BİLİMSEL GERÇEKLERDEN KAÇIŞ ÖZGÜRLÜĞÜ?!

AKP’nin yeni özgürlük anlayışının çok önemli bir boyutu da yine giderek yükselen istatistiklerle yalan söyleme özürlüğüdür.

İktidar, özellikle ekonomi ile ilgili istatistiklerin bilimdışı yöntemlerle üretilmesinde yıllar boyu ustalaşmıştı. TÜİK’in özellikle ekonomik büyüme ve enflasyon istatistikleri güven vermekten çok uzaktı. Son zamanlarda işsizlik verileri de iyice gerçeklerden uzak bir nitelik kazandı.

Ek olarak, toplumun gerçek anlamda ölüm-kalım savaşımı verdiği bu olağanüstü günlerde Covid-19 salgınıyla ilgili gerçek sayıların saklanması ve deprem büyüklüğünün bile olduğundan daha az gösterilmesi çabaları bilimden uzaklaşan kamu yönetimini giderek bir yalan üretim merkezine dönüştürüyor.
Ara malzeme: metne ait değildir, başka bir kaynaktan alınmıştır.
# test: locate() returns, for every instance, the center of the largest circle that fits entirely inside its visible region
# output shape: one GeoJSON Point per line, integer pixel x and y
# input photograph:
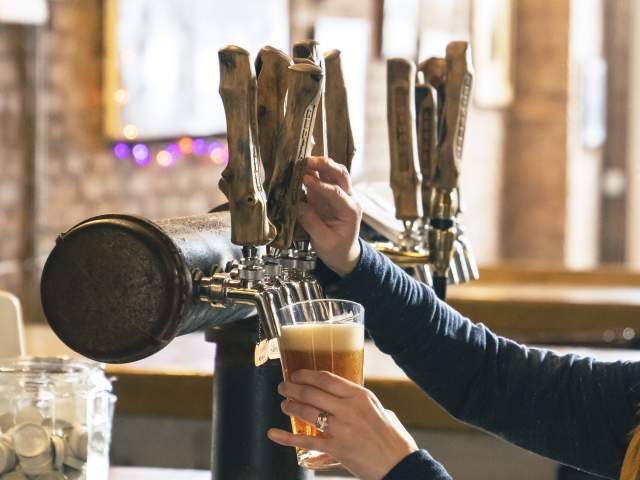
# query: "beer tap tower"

Bu sürecin iki önemli sonucu yaşanıyor; bir taraftan, çok ilginçtir, yine TÜİK verilerine göre ekonomik “güven indeksi” her ay düzenli olarak artıyor! Diğer taraftan da özellikle basın–yayındaki AKP savunucuları bu sayısal yalanları yutarak, akılları sıra kamuoyunu aydınlatıyor!

Sonuç olarak, toplum, içinde esirliği barındıran AKP özgürleri diyebileceğimiz bir kesim ile bunun dışında kalan büyük çoğunluk olarak aşırı ayrıştırılmanın ağır sancılarını çekiyor.